En avril 1838, il demande au roi Charles-Albert, qu'il assure de son loyalisme, la possibilité de rentrer en Savoie. Le roi accepte ce retour.

Il est toujours aussi pauvre mais c'est pourtant de cette période de sa vie que date la partie la plus marquante de son oeuvre. Il participe à la vie littéraire de Chambéry de façon très intense. Il écrit dans la "Revue des Alpes", puis dans le "Courrier des Alpes". Il devient membre associé de la "Société Royale Académique de Savoie" dont il a été lauréat.

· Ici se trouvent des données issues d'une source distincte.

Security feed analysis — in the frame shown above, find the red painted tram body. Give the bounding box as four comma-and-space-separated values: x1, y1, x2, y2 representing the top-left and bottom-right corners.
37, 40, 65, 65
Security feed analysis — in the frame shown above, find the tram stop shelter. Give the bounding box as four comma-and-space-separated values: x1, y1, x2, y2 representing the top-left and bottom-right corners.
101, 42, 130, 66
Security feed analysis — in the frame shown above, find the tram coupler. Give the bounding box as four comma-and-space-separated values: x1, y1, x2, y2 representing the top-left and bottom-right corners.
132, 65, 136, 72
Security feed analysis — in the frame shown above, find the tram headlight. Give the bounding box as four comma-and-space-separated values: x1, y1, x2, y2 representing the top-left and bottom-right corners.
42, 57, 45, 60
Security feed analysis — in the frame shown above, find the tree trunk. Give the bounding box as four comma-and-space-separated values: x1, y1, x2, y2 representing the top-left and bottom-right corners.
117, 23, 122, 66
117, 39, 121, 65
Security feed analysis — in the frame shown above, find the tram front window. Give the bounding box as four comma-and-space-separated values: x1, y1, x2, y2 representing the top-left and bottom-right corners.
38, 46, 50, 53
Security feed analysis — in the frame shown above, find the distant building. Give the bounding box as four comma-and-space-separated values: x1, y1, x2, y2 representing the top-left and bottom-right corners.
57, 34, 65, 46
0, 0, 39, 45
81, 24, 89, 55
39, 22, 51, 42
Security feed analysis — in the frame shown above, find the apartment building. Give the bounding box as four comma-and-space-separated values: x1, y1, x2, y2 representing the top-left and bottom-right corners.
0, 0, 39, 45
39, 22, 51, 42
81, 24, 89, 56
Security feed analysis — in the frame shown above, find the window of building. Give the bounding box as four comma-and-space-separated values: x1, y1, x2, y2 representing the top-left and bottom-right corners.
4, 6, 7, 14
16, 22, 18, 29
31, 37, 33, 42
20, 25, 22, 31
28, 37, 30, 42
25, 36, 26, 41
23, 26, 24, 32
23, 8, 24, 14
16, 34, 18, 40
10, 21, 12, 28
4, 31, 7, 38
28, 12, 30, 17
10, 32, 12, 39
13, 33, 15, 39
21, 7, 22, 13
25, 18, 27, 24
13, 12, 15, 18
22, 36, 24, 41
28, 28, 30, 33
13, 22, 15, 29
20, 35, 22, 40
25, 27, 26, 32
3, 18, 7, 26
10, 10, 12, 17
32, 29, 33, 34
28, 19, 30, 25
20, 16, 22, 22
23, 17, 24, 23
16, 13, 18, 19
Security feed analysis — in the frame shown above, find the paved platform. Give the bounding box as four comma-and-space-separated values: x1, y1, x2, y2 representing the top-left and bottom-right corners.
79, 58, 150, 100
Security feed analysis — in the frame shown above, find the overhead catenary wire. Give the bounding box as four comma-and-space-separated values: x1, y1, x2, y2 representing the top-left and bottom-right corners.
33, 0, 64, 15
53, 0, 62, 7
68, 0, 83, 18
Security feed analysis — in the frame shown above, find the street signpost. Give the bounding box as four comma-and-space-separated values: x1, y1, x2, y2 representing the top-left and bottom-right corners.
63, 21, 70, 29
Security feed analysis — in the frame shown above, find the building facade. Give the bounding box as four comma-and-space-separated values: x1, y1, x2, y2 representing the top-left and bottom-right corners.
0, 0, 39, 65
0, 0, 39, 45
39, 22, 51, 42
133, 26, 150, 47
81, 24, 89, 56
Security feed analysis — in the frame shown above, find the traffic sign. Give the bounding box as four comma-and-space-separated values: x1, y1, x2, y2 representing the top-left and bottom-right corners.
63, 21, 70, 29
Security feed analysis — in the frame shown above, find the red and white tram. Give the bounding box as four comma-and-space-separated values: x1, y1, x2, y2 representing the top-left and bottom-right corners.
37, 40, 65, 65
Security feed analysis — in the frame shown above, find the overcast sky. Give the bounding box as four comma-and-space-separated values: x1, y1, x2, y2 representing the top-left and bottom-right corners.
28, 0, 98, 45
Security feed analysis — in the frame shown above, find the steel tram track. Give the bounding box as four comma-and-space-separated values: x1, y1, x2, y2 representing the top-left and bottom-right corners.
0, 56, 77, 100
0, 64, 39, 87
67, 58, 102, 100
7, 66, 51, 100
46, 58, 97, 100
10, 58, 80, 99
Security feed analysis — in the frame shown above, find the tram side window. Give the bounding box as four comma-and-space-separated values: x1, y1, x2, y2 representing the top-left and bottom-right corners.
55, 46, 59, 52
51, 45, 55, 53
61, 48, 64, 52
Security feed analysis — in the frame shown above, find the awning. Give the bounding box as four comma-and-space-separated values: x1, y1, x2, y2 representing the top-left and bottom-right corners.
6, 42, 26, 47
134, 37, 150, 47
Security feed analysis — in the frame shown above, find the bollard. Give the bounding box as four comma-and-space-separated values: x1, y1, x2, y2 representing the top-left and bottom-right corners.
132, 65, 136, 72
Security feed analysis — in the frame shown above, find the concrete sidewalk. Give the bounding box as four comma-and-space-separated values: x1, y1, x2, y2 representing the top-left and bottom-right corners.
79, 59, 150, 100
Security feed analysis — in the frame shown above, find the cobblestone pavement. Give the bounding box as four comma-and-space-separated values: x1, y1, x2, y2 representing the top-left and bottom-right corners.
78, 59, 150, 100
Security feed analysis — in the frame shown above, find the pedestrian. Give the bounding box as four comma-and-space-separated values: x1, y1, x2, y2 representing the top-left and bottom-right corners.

C'est à cette époque qu'il écrit ses deux œuvres majeures: "La coupe de l'exil" et "Station poétique à l'Abbaye d'Haute-Combe", qui sont considérées comme reflétant la meilleure expression, la plus caractéristique de son talent et qui lui vaudront d'être appelé le "Lamartine des Alpes".

En 1844, sa santé décline. Le 9 novembre, il meurt à Chambéry, entouré de sa veuve, de quelques amis et des frères Capucins qui l'ont assisté. Dans son extrême pauvreté, il est inhumé dans la fosse commune.

En 1972, à l'initiative d'un groupe de Grésiliens, une plaque rappelant la mémoire du poète a été posée sur la façade de la mairie de Grésy. L'inauguration était présidée par le ministre Joseph Fontanet, président du Conseil général du département de la Savoie. En 1986, le conseil municipal de Grésy a donné le nom de Jean-Pierre Veyrat à la petite rue du haut du village. Chambéry, pour sa part, avait honoré depuis longtemps Jean-Pierre Veyrat.  

Poème extrait de l'oeuvre de Jean-Pierre Veyrat:

Le retour.

Allons: je veux revoir mes montagnes aimées,  
Mes vallons caressés de brises embaumées,  
Mes pics illuminés des premiers feux du jour,  
Et mes bois, et mon lac aux vagues amoureuses,  
Et ma rivière errante, et ses rives heureuses,  
Et tout ce que j'aimais dans mon premier amour.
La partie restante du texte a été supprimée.